Michael Fairclough RE

Michael Fairclough RE

born 1940

b. 1940 in Blackburn

painter and printmaker of landscapes and seascapes.

Michael Fairclough studied at Kingston School of Art (1961) and spent three years as a Rome Scholar in Engraving (1964-66). In 1967 he worked in Paris under the influential printmaker Stanley William Hayter at Atelier 17. Fairclough spent many years as a printmaker before turning to oil painting. He has and continues to exhibit widely in Britain and throughout Europe. His oil paintings usually depict the sky with strong sunlight and the horizon of seas.
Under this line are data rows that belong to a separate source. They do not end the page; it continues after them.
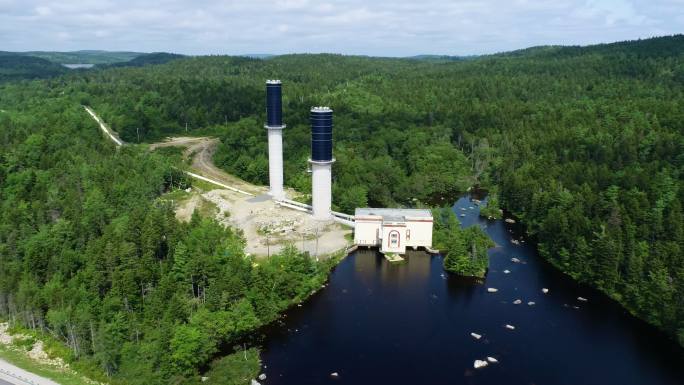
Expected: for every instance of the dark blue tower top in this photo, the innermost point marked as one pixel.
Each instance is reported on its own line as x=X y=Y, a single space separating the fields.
x=321 y=134
x=274 y=103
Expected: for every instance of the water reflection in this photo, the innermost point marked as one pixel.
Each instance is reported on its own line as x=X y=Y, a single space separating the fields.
x=379 y=323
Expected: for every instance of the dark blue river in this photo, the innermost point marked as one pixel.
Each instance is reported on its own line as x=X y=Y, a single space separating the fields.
x=377 y=323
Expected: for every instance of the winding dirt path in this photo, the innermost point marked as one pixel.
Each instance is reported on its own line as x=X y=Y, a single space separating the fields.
x=267 y=226
x=201 y=150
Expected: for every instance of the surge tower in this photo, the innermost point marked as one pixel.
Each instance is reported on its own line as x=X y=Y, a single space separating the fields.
x=321 y=162
x=275 y=126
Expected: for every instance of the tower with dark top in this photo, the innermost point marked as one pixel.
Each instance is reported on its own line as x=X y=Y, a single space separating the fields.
x=321 y=162
x=275 y=126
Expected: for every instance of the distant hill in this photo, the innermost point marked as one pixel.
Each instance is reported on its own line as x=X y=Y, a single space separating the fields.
x=665 y=46
x=18 y=67
x=259 y=55
x=440 y=58
x=84 y=56
x=148 y=59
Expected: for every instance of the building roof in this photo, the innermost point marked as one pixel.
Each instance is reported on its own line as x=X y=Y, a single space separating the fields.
x=393 y=214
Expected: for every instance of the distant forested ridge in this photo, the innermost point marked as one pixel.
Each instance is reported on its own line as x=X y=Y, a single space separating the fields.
x=18 y=67
x=585 y=145
x=83 y=56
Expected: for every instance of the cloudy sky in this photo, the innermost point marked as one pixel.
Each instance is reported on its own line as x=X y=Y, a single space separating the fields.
x=368 y=27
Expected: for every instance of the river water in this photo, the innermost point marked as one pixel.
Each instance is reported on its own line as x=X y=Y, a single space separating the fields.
x=377 y=323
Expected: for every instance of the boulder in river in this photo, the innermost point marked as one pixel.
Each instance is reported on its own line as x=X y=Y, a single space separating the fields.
x=480 y=364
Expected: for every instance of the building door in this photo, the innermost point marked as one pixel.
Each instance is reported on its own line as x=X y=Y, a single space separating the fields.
x=394 y=240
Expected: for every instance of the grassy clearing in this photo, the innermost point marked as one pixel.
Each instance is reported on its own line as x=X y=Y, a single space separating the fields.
x=238 y=368
x=18 y=357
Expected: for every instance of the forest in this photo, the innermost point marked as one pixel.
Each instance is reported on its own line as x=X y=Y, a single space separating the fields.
x=583 y=145
x=92 y=254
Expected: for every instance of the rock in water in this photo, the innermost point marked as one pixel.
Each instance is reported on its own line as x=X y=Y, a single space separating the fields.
x=480 y=364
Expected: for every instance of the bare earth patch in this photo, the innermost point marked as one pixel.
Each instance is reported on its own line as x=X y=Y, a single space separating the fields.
x=266 y=226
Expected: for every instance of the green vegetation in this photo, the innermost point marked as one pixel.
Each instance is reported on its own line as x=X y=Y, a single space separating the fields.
x=147 y=59
x=20 y=359
x=83 y=57
x=465 y=250
x=584 y=146
x=91 y=257
x=17 y=67
x=235 y=369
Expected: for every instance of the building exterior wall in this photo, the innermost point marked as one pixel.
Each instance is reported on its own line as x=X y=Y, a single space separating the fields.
x=367 y=232
x=373 y=231
x=393 y=238
x=419 y=233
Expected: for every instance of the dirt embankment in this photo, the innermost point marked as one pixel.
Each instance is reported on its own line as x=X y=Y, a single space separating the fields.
x=267 y=226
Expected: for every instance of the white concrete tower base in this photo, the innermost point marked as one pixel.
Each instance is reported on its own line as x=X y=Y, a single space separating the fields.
x=275 y=161
x=321 y=186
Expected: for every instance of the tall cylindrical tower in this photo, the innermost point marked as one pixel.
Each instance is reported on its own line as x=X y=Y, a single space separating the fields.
x=321 y=162
x=274 y=125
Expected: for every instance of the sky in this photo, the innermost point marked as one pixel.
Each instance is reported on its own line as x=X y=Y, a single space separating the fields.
x=363 y=27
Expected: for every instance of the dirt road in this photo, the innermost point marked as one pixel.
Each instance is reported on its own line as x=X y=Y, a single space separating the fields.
x=266 y=225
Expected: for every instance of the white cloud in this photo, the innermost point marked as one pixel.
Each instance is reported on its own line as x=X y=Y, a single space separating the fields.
x=380 y=27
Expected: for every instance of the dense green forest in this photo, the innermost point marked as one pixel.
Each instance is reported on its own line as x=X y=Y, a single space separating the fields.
x=585 y=145
x=464 y=250
x=91 y=253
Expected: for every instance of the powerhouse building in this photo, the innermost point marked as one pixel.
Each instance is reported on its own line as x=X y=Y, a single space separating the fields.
x=393 y=230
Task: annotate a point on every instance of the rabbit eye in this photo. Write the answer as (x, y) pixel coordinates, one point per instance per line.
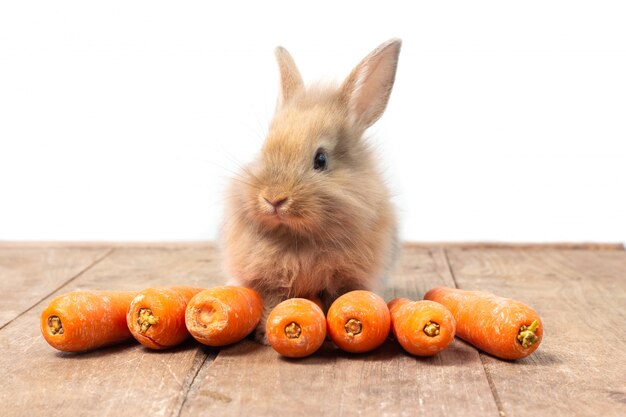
(319, 162)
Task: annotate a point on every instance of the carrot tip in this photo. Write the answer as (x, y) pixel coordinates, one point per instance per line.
(293, 330)
(432, 329)
(527, 336)
(145, 319)
(353, 327)
(55, 325)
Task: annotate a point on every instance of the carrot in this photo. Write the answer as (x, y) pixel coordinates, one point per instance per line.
(223, 315)
(156, 316)
(423, 328)
(502, 327)
(85, 320)
(296, 327)
(358, 321)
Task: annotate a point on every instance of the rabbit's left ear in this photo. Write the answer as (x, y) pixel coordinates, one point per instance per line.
(366, 90)
(290, 78)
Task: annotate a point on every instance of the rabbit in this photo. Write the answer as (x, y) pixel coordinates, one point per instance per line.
(311, 215)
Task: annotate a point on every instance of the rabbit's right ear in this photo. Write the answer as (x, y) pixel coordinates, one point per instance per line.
(367, 89)
(290, 79)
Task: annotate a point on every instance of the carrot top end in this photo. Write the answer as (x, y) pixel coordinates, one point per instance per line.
(55, 325)
(527, 336)
(145, 319)
(293, 330)
(353, 327)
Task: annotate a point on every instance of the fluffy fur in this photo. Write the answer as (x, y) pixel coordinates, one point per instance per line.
(293, 231)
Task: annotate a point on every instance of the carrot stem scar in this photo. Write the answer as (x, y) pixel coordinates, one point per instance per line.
(353, 327)
(55, 325)
(293, 330)
(145, 319)
(432, 329)
(527, 336)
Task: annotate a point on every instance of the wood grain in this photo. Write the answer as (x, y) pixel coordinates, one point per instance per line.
(580, 368)
(578, 371)
(30, 274)
(252, 380)
(124, 380)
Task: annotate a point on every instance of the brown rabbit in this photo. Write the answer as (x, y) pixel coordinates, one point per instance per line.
(311, 216)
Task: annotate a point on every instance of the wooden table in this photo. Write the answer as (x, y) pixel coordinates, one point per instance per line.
(579, 370)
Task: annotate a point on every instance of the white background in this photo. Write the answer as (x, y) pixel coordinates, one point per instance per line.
(123, 120)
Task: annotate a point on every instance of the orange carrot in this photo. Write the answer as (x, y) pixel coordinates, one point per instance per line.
(156, 316)
(502, 327)
(223, 315)
(422, 328)
(84, 320)
(296, 327)
(358, 321)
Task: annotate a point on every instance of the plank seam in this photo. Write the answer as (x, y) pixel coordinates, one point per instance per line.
(81, 272)
(445, 254)
(492, 386)
(490, 381)
(187, 387)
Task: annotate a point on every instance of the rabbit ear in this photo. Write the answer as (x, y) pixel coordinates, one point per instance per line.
(367, 89)
(290, 79)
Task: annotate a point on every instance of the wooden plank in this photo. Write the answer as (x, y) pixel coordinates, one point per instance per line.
(580, 368)
(522, 246)
(125, 380)
(31, 274)
(252, 380)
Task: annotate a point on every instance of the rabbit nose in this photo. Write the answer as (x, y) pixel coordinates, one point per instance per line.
(277, 202)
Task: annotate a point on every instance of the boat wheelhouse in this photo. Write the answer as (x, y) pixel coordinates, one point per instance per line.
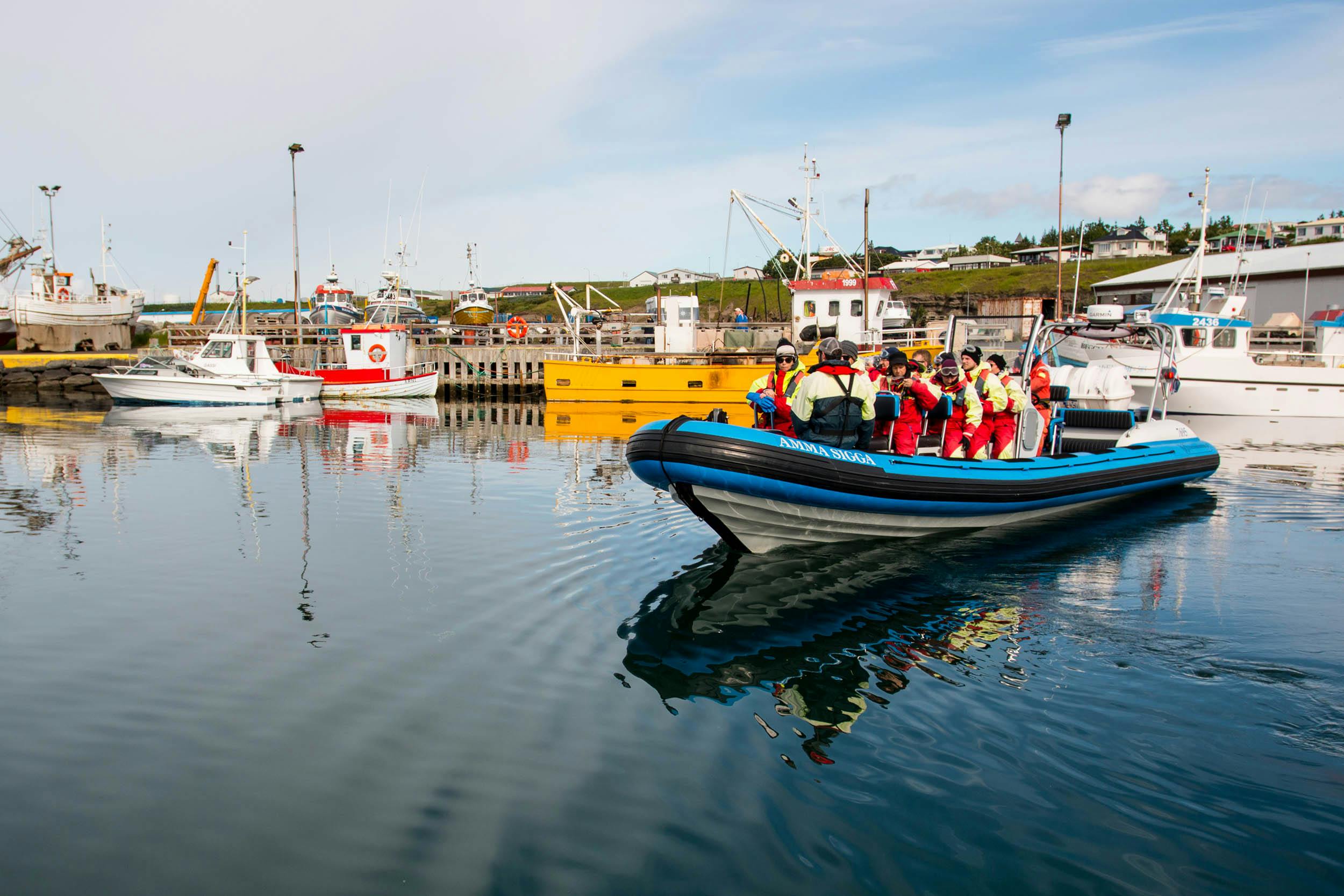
(332, 304)
(378, 364)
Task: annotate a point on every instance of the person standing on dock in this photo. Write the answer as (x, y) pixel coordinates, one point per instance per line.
(837, 405)
(770, 394)
(959, 429)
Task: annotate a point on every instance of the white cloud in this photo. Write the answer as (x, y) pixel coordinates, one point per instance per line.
(1230, 22)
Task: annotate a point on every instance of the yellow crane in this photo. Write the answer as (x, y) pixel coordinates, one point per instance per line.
(205, 291)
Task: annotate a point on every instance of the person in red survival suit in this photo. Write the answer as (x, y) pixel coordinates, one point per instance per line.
(917, 397)
(1041, 396)
(961, 426)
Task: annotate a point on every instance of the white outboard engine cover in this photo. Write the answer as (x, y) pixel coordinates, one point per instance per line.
(1062, 375)
(1151, 432)
(1103, 385)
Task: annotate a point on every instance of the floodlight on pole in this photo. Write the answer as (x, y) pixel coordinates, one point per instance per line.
(294, 183)
(1061, 123)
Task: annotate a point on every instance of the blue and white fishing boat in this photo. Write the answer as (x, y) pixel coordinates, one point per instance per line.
(761, 489)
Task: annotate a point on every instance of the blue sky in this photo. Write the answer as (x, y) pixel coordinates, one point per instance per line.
(596, 139)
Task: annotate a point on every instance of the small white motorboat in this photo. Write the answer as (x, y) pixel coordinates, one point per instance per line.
(230, 369)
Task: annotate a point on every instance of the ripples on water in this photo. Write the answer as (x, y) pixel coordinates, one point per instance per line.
(457, 648)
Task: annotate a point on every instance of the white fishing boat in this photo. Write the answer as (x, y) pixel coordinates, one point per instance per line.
(474, 305)
(230, 369)
(62, 313)
(378, 364)
(1221, 366)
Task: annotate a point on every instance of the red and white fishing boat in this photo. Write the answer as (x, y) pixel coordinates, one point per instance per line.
(378, 364)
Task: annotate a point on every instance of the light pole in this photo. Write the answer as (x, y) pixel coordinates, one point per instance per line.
(52, 222)
(1063, 121)
(294, 182)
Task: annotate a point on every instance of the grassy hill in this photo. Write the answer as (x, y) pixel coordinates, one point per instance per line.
(1025, 280)
(765, 297)
(770, 300)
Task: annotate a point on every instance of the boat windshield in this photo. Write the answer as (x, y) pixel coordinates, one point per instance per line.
(218, 350)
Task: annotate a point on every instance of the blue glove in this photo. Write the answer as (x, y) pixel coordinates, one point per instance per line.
(764, 402)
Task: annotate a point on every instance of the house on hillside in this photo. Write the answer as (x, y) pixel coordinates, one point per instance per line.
(1276, 280)
(1047, 254)
(1131, 242)
(683, 276)
(912, 267)
(1319, 229)
(1252, 240)
(523, 292)
(936, 253)
(977, 262)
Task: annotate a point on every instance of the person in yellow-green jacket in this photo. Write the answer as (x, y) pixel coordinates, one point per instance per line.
(992, 397)
(959, 429)
(837, 404)
(1006, 422)
(772, 394)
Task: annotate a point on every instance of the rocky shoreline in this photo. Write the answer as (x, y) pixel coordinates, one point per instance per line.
(58, 377)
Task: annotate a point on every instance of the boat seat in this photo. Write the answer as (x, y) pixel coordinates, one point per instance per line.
(886, 406)
(1098, 420)
(1088, 447)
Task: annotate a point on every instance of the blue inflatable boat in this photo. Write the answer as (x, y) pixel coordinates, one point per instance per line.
(760, 489)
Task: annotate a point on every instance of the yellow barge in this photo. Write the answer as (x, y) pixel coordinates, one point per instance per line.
(862, 311)
(702, 379)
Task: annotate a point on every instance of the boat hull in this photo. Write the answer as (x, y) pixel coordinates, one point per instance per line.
(588, 381)
(187, 390)
(421, 386)
(300, 389)
(761, 491)
(1222, 383)
(37, 312)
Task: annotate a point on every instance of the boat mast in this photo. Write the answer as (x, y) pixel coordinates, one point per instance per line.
(103, 253)
(1203, 230)
(242, 297)
(810, 174)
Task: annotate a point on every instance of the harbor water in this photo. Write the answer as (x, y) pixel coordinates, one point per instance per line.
(431, 648)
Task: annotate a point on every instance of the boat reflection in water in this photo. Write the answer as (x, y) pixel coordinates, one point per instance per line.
(377, 434)
(616, 421)
(835, 630)
(227, 432)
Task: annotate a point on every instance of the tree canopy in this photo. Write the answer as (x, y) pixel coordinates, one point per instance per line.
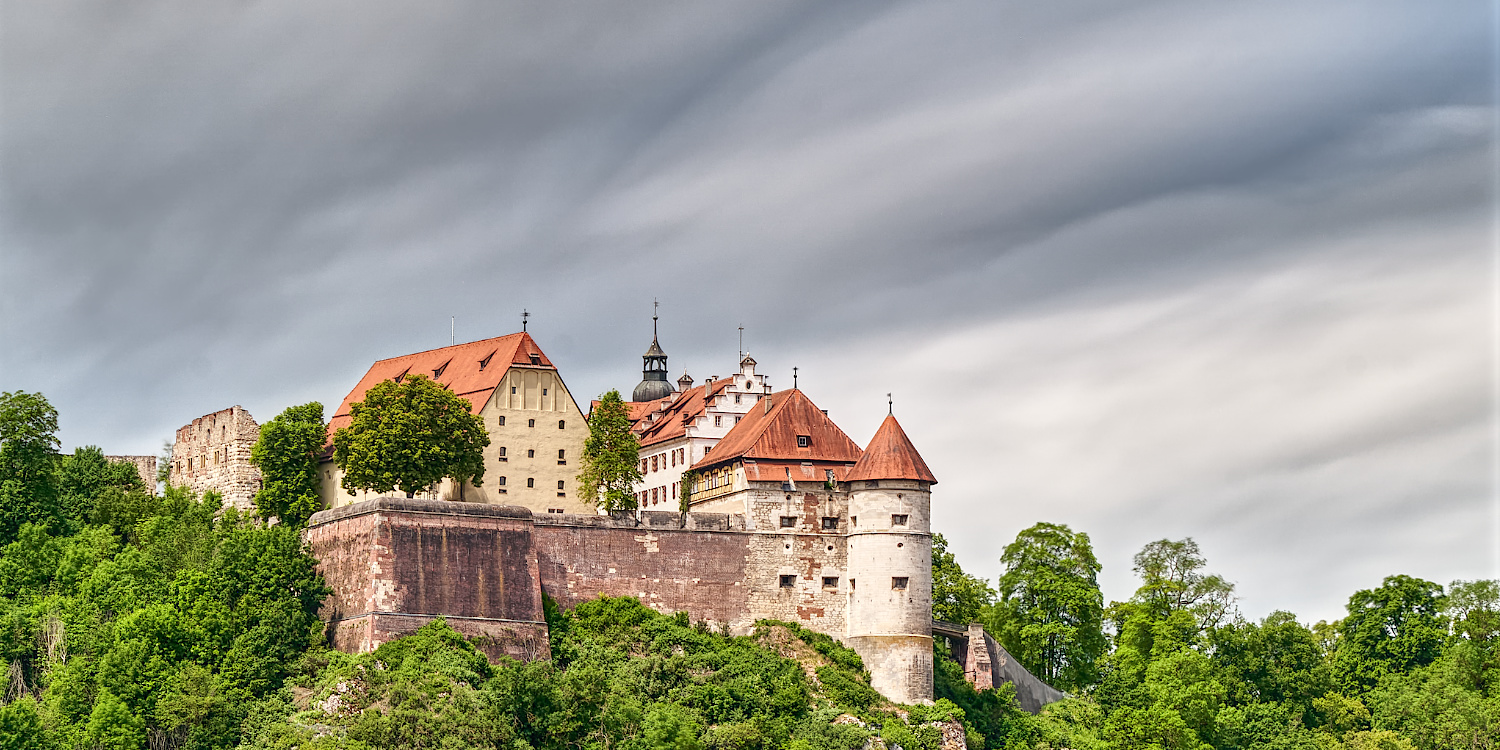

Fairclough is the son of the artists Wilfred Fairclough (ARCA, Rome Scholar, RE, RWS) and Joan Vernon-Cryer (ARCA, RWS). He studied painting at Kingston School of Art under Reginald Brill, Frank Archer and Lionel Bulmer and etching under his father. At Kingston he met Mary Malenoir (RA Schools, Rome Scholar, RE) and they later married and worked together throughout Europe. They continue to work together. Fairclough became a member of the Royal Society of Painter-Etchers and Engravers (RE) in 1973 and has spent periods teaching art in Belfast and Surrey. He has received recognition for his work, including a Royal Academy of Arts David Murray Award for Landscape 1960 and The Rome Scholarship for Printmaking 1964, among others.

Fairclough is represented by public collections including the Victoria and Albert Museum, Government Art Collection, Post Office Headquarters (London), Ashmolean Museum (Oxford), among other regional collections. The MET Office hold five oil paintings depicting skies over the Isle of Man.